Su sombra cruzó varias veces detrás de las delgadas cortinas. Traté de adivinar su cuerpo. Rogué que apartase las cortinas.
Cuando lo hizo, hacia las once de la mañana, pude finalmente verla de cerca.
Apartó las cortinas y permaneció así un rato, con los brazos abiertos. Pude ver su camisón blanco, sin mangas, muy escotado. Pude admirar sus brazos firmes y jóvenes, sus limpias axilas, la división de los senos, el cuello de cisne, la cabeza rubia, la cabellera revuelta por el sueño pero los ojos entregados ya al día, muy oscuros en contraste con la cabellera blonda. No tenía cejas -es decir, las había depilado por completo-. Esto le daba un aire irreal, extraño, es cierto. Pero me bastó bajar la mirada hacia sus senos, prácticamente visibles debido a lo pronunciado del escote, para descubrir en ellos una ternura que no me atreví a calificar. Ternura maravillosa, amante, materna quizás, pero sobre todo deseable, ternura del deseo, eso era.

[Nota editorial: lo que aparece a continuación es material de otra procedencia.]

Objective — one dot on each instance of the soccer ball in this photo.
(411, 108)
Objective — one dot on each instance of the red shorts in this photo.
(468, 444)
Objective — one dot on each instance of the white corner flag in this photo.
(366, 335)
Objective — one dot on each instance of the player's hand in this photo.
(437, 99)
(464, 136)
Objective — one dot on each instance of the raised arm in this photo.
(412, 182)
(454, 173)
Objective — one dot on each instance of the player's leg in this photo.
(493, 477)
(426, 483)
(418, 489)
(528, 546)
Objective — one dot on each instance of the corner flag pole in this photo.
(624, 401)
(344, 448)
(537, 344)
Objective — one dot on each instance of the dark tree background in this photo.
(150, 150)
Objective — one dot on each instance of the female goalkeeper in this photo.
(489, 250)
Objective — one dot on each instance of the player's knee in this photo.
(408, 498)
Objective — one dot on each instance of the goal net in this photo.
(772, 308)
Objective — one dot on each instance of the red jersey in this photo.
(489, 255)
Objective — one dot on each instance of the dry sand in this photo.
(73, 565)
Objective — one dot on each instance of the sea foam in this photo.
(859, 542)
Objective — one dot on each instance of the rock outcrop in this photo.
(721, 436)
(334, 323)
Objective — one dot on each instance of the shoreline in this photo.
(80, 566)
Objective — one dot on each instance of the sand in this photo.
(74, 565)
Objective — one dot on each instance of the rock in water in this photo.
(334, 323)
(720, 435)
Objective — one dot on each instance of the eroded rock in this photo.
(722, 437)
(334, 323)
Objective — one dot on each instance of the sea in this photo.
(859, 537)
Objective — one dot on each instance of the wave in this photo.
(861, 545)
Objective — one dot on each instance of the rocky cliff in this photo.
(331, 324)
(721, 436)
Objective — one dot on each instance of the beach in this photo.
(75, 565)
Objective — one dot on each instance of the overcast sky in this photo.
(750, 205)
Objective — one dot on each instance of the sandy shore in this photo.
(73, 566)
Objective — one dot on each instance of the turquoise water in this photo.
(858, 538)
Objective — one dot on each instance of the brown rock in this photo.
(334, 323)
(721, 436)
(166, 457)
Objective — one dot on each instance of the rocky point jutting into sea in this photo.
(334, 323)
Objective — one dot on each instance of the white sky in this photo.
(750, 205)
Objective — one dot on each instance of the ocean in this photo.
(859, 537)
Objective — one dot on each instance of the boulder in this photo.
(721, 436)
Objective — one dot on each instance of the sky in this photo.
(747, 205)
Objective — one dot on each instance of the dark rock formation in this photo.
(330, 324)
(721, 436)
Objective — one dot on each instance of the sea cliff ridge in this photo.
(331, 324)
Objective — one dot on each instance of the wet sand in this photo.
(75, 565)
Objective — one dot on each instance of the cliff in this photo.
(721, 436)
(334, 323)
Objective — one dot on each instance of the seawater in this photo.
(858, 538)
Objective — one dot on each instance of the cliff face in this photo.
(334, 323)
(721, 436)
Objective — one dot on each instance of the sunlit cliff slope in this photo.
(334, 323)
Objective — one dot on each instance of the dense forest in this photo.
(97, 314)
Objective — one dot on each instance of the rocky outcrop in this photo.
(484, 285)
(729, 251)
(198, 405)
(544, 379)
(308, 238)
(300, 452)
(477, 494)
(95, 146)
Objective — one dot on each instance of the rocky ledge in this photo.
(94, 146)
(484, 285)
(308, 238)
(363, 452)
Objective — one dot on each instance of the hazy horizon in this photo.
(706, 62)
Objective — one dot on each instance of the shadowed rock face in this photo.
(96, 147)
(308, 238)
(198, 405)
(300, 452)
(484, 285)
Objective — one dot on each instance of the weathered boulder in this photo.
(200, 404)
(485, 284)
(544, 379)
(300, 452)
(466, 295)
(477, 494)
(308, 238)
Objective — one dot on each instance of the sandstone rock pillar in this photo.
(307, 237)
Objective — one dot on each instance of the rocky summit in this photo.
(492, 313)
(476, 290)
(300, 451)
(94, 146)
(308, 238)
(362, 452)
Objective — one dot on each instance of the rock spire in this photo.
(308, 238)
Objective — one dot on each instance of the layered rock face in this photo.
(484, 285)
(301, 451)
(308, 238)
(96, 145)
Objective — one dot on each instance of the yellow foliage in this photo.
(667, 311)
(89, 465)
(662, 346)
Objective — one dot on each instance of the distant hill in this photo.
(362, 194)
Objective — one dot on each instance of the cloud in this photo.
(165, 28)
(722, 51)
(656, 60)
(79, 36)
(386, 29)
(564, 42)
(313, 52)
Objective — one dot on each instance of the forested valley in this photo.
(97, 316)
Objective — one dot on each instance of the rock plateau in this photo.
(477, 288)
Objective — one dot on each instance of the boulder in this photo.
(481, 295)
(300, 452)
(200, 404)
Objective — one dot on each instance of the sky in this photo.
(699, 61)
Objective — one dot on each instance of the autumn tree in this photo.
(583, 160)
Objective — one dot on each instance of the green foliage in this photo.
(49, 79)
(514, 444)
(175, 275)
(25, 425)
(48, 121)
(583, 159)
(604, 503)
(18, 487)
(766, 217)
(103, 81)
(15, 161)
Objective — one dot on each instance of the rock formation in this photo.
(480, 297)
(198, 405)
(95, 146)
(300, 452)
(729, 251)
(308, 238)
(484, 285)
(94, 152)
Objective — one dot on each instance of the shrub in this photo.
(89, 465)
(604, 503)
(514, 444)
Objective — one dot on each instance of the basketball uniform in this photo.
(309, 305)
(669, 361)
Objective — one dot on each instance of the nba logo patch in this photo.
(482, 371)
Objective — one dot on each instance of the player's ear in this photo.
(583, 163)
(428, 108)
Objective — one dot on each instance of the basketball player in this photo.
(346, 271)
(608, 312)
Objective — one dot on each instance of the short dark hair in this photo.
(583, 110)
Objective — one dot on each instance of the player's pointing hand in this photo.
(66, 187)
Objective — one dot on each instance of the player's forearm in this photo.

El marco de la ventana cortaba a la muchacha -no tendría más de veinticinco años- a la altura del busto. Yo no podía ver nada más de su cuerpo.
Me bastó lo que vi. Supe en ese instante que nunca más me desprendería de mi puesto en la ventana. Habría interrupciones. Accidentes, quizás. Sí, azares imprevisibles, pero nunca más fuertes que la necesidad nacida instantáneamente como compañera de la fortuna de haberla descubierto.
¿Cuál sería su horario?
Sólo podía averiguarlo apostándome en mi ventana todo el tiempo, día y noche. Al principio, intenté disciplinarme a mi trabajo, resignarme a verla sólo de noche, a partir de las 7:30 o de las 11:00. Luego sacrifiqué mi amor al teatro. Regresé urgido, todas las noches, al apartamento apenas pasadas las siete. A esa hora ya estaban prendidas las luces y ella se movía, hacendosa, por el flat . Pero a las doce apagaba las luces y cerraba las cortinas. Entonces yo debía esperar hasta las once de la mañana para volver a verla. Eso significaba que no podía llegar a la oficina antes de las once o permanecer en el trabajo después de esa hora.